Eu precisava abrir meus olhos, mas ainda era envolvido pela cruel e fina seda do medo. O ataque dos vermes foi, certamente, a maior tortura que passei em minha vida. Posso lhe dizer, querido leitor, que as dores quase insuportáveis que sinto nas costas neste exato momento nem chegam perto do asco em ver minhocas entrando pela boca, nariz, ouvidos...

E foi nesse instante que ouvi mais uma vez a voz do demônio.

— Abra os olhos Miguel.

Ao obedecer a orem eu voltava novamente em minha surrada sala de estar. Aquele filho da puta estava ao meu lado mais uma vez em forma humana com aquela cabeça desproporcional e poucos cabelos. Vestia-se como um garçom, blusa branca e calça preta. Em suas mãos um papel dobrado. Minha cabeça doía e o corpo estava trêmulo ainda sentindo o gosto da fumaça preta.

— Miguel. Agora sua vida começa. Eu vou embora e na próxima vez que nos encontrarmos você será meu. Viva a sua vida e, se quer mais um conselho deste velho tendeiro... Cuidado com os excessos.

Após esta última frase o demônio desmaterializou-se ficando apenas uma pequena névoa vermelha, aos poucos sumindo no ar. Sobre o sofá, o pedaço de papel dobrado e nada mais.

Foi nesse instante que eu tive a certeza de ter sido enganado. — Filho da puta me levou para o inferno e sumiu. — Mas eu sabia que o pacto havia sido feito e que agora minha vida estava condenada. Vagarosamente estiquei o braço apanhando o pedaço de papel dobrado. Ao desdobrar encontrei um endereço: “Rua São Bento, 49”. Existia uma rua São Bento no centro da cidade e no mesmo minuto saí de casa em direção a ela. Peguei um ônibus lotado até o centro e caminhei algumas centenas de metros até o endereço. Muito estranho, uma porta de grades e um comprido corredor esmigalhavam-se entre os prédios altos. Eu abri o portão e caminhei pelo passadiço até uma porta branca de madeira. Existia uma campainha redonda bem ao lado da porta. Pressionei o botão e nenhum som foi ouvido.

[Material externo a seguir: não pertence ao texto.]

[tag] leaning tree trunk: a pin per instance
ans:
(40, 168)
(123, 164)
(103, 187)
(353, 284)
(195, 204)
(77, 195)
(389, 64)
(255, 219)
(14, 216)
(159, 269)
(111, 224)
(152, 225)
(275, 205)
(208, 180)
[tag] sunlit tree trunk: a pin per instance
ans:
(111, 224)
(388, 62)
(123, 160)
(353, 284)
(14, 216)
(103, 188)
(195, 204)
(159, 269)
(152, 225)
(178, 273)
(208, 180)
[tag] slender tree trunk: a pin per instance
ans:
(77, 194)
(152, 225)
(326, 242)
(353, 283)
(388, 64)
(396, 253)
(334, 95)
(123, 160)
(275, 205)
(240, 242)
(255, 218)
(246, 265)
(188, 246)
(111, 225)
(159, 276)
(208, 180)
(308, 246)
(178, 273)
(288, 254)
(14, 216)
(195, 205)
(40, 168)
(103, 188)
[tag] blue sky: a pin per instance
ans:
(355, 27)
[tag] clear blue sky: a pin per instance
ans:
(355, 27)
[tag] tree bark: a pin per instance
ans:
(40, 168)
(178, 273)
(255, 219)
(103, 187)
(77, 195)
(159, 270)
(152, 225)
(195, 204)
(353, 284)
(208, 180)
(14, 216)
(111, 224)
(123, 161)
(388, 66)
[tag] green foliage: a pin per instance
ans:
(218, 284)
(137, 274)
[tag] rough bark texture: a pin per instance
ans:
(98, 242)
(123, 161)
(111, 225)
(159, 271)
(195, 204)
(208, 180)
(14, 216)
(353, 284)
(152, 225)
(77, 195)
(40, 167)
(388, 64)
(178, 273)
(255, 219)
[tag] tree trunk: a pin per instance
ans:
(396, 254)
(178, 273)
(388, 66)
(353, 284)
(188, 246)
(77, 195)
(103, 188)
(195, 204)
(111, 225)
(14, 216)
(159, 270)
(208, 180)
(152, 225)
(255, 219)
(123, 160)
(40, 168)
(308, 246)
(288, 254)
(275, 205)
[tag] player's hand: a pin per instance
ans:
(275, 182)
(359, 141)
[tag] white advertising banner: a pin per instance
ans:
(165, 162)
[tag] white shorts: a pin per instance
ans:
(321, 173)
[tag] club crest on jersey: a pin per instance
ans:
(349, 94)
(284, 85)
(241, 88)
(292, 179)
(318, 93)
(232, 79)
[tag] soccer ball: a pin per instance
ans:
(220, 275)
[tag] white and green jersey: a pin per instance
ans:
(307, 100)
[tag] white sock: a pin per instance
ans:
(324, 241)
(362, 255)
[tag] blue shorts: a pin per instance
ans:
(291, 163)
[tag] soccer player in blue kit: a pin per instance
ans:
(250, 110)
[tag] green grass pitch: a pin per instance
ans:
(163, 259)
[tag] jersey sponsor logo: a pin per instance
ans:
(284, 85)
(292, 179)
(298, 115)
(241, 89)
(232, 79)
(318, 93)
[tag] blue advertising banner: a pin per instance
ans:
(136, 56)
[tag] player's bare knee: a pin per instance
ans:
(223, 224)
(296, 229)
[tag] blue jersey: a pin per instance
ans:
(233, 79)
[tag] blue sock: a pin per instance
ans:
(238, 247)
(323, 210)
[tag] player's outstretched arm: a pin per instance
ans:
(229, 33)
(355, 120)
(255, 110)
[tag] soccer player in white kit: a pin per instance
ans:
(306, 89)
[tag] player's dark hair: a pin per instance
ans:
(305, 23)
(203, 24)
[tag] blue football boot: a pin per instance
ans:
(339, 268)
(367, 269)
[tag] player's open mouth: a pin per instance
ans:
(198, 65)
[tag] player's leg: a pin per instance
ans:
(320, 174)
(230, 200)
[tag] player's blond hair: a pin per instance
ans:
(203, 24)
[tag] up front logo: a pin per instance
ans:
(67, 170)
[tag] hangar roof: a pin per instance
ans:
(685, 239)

Já estava desistindo quando o barulho das trancas me assustou. O caminho foi franqueado, mas nenhuma viva alma apareceu. Adentrei ao recinto encontrando uma mesa com alguns papéis e duas cadeiras acolchoadas. Sentei-me em uma delas e uma figura apareceu por detrás da divisória de gesso.

A mulher devia ter mais de um metro e setenta. Morena de cabelos negros e lisos até o meio das costas. Seu corpo era maravilhosamente torneado com curvas sinuosas e o vestido justo, mostrava ainda mais seus quadris perfeitos. O rosto de índia com lábios finos e olhos levemente puxados, as maçãs do rosto estavam docemente avermelhadas pela maquiagem. Ela se aproximou e se apresentou:

— Olá, meu nome é Clara, estávamos esperando por você.

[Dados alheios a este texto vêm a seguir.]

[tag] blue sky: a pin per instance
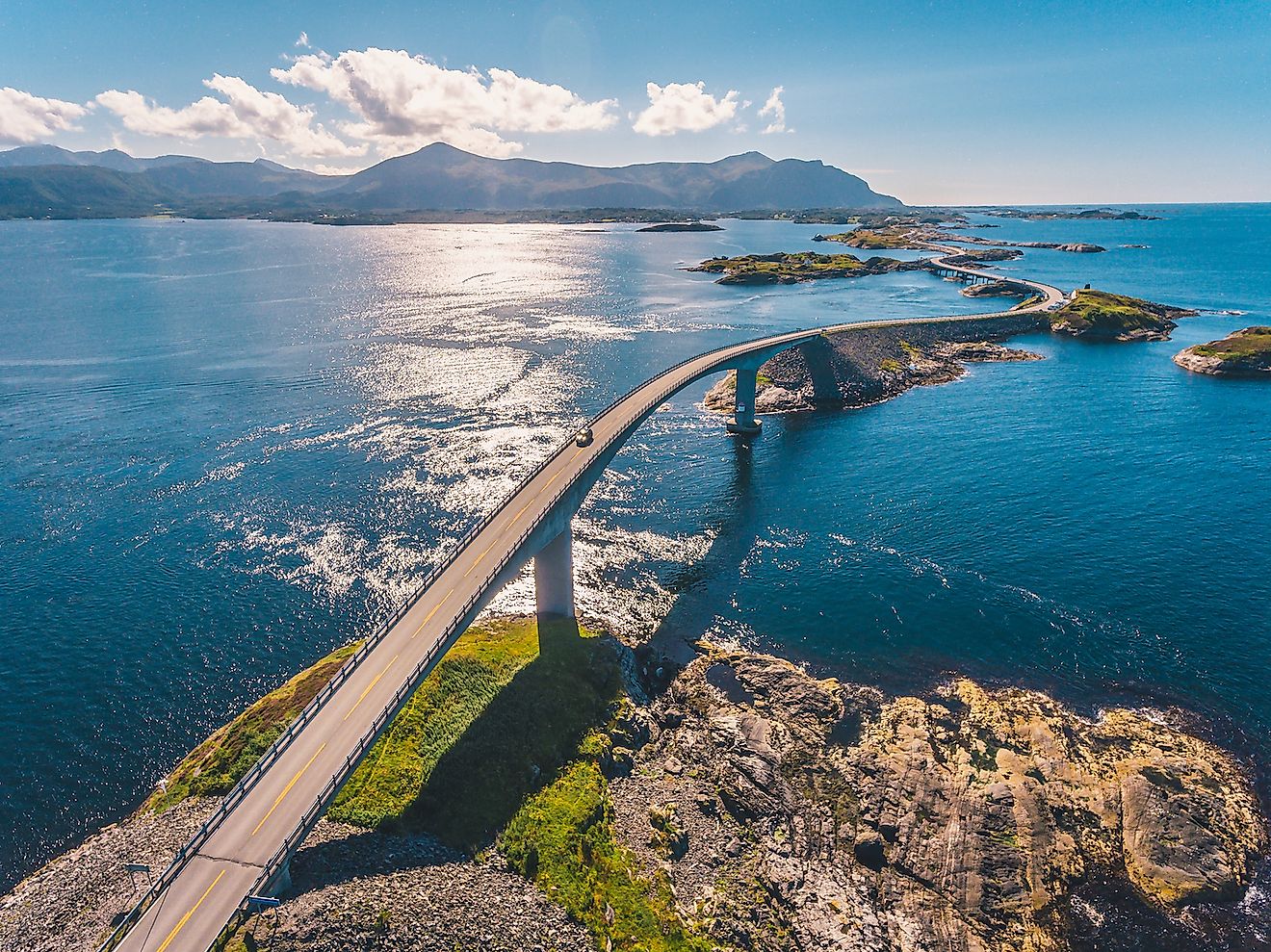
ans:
(932, 102)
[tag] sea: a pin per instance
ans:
(229, 447)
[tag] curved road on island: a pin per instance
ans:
(245, 847)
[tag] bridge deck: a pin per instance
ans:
(265, 820)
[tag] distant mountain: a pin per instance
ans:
(242, 179)
(111, 159)
(443, 177)
(51, 182)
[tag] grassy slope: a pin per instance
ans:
(1099, 313)
(1248, 346)
(789, 265)
(218, 762)
(563, 840)
(499, 741)
(873, 239)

— Mas como estava me esperando? Até poucas horas atrás eu nem sabia que tinha de vir! — Na minha cabeça eu não tinha a menor ideia do que estava acontecendo, na verdade, eu já não estava entendendo mais nada.

— Senhor Miguel. Estávamos esperando o senhor para tratar do espólio de sua família. Seu advogado destinou nossa empresa para tratar de tudo. — Ela se sentou deixando a calcinha vermelha de renda a mostra. — Sentimos muito pelo que aconteceu, mas sabemos que o senhor deve estar querendo agilizar o quanto antes os bens que herdou.

Eu ainda não tinha noção do que poderia estar acontecendo. — Herança? — Meu pai morreu na miséria e minha mãe vivia da pensão de menos de dois mil reais que aquele desgraçado havia deixado. — Posso saber de que herança você está falando?

Clara me olhou interrogativa. Baixou a cabeça e retirou de uma gaveta uma pasta preta com vários documentos. Logo depois começou a escrever alguns números em uma folha de papel.

— Miguel, após o falecimento da sua mãe, foi descoberto que o seu pai possuía alguns investimentos herdados do seu avô. Como a família é formada apenas por filhos únicos, você é o único beneficiário de todos os bens e recursos de três gerações.

— Minha mãe morreu? — O vômito veio até a garganta, mas por pura sorte eu não o deixei sair. Eu havia perdido a única pessoa que eu amava e estranhamente não consegui ficar triste. Na verdade, o que me sufocava era saber que, de alguma forma, eu estava mais curioso com a herança do que triste pela minha mãe.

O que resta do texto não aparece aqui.